Zaten Somatik Yoga’da odak, bedenin çatısı olan iskelet. Kasların uzayabilir, esneyebilir, güçlenebilir ama asıl çatıyı düzeltmezseniz onun çevresine sardığınız kaslar, dokular, bağlar, o egzersizi bıraktığınız anda tekrar eski haline döner, zayıflar, esnekliğini kaybedebilir. Ruty Alon’a göre “bir insanın verimli olarak hareket edebilmesi için kas kuvveti kullanmaması gerekiyor.” Gerçekten de kas, hareket etmek için var. Ama yürümek, koşmak, herhangi bir fiziksel hareket esnasında bedende hizalanma, aktarım, uyum yoksa tabii ki hayatta kalmak için kas bu görevi yerine getiriyor. Ama bu iş aslında iskeletin… Örneğin boyun hizalanmamışsa, bedenin önünde veya gerisindeyse o zaman haliyle onu ayakta tutacak olan kaslardır. Ama bu kaslar daha fazla kuvvet harcayarak, gereksiz kasları kullanarak bunu yapıyor. Bu da ağrılara neden oluyor. Daha da ötesinde bedende uyumsuzluk varsa zihin de uyumsuzdur, çünkü bunların ikisi bir bütündür.
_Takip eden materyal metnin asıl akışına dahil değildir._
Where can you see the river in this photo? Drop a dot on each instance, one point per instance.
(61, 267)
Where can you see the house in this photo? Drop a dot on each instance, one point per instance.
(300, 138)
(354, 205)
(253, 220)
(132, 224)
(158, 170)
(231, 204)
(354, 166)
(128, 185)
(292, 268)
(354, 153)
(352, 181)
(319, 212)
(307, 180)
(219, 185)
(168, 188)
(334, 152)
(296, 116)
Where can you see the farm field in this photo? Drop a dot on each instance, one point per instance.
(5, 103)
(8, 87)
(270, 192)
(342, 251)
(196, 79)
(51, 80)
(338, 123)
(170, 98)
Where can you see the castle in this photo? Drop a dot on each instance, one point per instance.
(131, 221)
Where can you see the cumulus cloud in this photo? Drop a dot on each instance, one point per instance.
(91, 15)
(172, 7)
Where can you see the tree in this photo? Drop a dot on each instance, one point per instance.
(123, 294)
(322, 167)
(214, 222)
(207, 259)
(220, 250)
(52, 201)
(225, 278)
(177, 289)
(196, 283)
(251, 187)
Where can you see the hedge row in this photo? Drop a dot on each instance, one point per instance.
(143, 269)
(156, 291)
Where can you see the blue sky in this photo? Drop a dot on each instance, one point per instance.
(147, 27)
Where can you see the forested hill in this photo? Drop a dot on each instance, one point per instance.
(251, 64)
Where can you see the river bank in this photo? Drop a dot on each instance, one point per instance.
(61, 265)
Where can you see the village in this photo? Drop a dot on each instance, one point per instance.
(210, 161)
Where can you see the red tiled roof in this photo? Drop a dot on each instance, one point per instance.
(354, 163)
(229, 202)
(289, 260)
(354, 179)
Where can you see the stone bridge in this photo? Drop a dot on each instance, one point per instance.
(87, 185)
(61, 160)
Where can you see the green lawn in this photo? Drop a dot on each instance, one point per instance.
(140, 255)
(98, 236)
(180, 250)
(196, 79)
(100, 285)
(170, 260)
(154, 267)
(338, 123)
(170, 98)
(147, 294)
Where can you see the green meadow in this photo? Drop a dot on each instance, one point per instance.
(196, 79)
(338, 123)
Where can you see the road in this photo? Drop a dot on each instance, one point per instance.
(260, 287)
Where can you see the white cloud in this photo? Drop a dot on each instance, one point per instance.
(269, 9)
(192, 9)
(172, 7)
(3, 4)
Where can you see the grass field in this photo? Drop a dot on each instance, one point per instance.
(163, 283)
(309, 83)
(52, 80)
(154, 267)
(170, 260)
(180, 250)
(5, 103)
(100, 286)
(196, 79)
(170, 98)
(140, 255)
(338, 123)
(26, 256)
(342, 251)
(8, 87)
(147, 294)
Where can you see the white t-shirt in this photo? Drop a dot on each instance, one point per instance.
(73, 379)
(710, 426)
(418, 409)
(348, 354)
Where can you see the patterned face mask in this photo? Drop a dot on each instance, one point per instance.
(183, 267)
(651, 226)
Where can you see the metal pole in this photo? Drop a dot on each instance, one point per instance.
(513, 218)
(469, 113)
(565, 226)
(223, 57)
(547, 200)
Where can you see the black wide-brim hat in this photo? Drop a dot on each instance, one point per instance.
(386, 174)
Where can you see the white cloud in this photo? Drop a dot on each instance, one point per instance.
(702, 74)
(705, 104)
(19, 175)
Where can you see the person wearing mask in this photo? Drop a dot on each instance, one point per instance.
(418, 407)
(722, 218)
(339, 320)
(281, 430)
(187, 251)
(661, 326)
Nihayetinde bedeniniz bir uyum içinde çalışır ve uyum içinde hareket ederse çok rahat ve verimli bir şekilde günlük rutinini gerçekleştirebilir. Aynı zamanda Pilates, yoga, koşu, kardiyo gibi bedensel çalışmaları en verimli şekilde yapabilir. Dolayısıyla insanların bedenlerini nasıl kullandıklarını öğrenmeleri gerekiyor.